Like the fact Lewis won't be around this Christmas. Usually I'd let that weigh on me for a long time before reluctantly accepting it and having that shadow of missing someone throughout the holidays. Feeling like it was second rate because I couldn't share it with them. This time it feels okay - the world doesn't stop turning because it's Christmas Day. He's got to work and he doesn't care about it, so neither should I.
I'm coming to realise that Christmas is what you make of it. So if I want it to be magical, I just have to make it that way. The same goes with my birthday - I need to stop bemoaning the things that disappoint me, the inevitable forgetfulness of loved ones because it's just too close to Christmas, and just make it what I want it to be. I've always loved having a Christmas Eve birthday, especially as a child, and being disappointed for such petty reasons means I spoil my day for myself.
Only one more year in my twenties. I'm going to be celebrating the fact and the hope that it's going to be a transformative year.
Strangely enough, this month has been about more reunions than the one with Howie. I finally got in touch with Lorna again - and it's a little ridiculous how much weight was lifted off my shoulders afterwards. I'd been under the illusion that she might hate me, be glad we haven't spoken and feel ever so thankful that the last remnant of Daniel's paternal family was off her radar. But I should have known better really - she's still the kindest and nicest person I've met and instead of it feeling tense and awkward, it was great. I can't believe my littlest brother is eight though - where the hell does the time go?

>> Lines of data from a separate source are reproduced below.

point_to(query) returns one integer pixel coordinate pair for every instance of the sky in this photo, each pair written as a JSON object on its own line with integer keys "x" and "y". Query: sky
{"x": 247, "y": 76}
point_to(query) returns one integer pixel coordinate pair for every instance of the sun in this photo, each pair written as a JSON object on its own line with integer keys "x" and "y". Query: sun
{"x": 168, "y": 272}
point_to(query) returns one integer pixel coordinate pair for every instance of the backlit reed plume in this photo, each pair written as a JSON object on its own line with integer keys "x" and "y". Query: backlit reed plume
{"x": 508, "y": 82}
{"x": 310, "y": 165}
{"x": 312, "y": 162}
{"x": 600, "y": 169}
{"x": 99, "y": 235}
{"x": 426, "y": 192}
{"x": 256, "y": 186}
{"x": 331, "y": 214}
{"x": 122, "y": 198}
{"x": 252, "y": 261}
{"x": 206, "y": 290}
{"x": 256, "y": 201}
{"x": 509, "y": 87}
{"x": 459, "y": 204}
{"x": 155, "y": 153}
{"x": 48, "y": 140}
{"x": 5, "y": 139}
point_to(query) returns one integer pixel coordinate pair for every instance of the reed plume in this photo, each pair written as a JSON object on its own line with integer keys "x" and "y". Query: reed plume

I also finally, finally paid Jamie back the money I owed him from college. Not even sure why it took me this long - possibly because he sometimes (read 90% of the time) drives me nuts with all the God babble (like when I asked for his address to send the cheque, how he felt the need to tell me that I shouldn't have my tree up yet and launched into a religious spiel - seriously, feck off, you know I'm an atheist). But it's done now, and I can stop feeling guilty about it.
Guilt is such a wasted emotion. Half the time I'm not even aware of why I feel guilty, I just do. But it's nice to clear away some of that anxiety. It seems to me that the only way to rid myself of it is to figure out the problem and fix it. Sounds simple, right? Not always. But I'll get there.
Anywho, for anyone who actually reads this, Merry Crimbo! I'm going to make more of a concerted effort to get my thoughts down on this digital paper, so I may even be back before the big day, but if not - I hope everyone has the kind of day that warms your heart!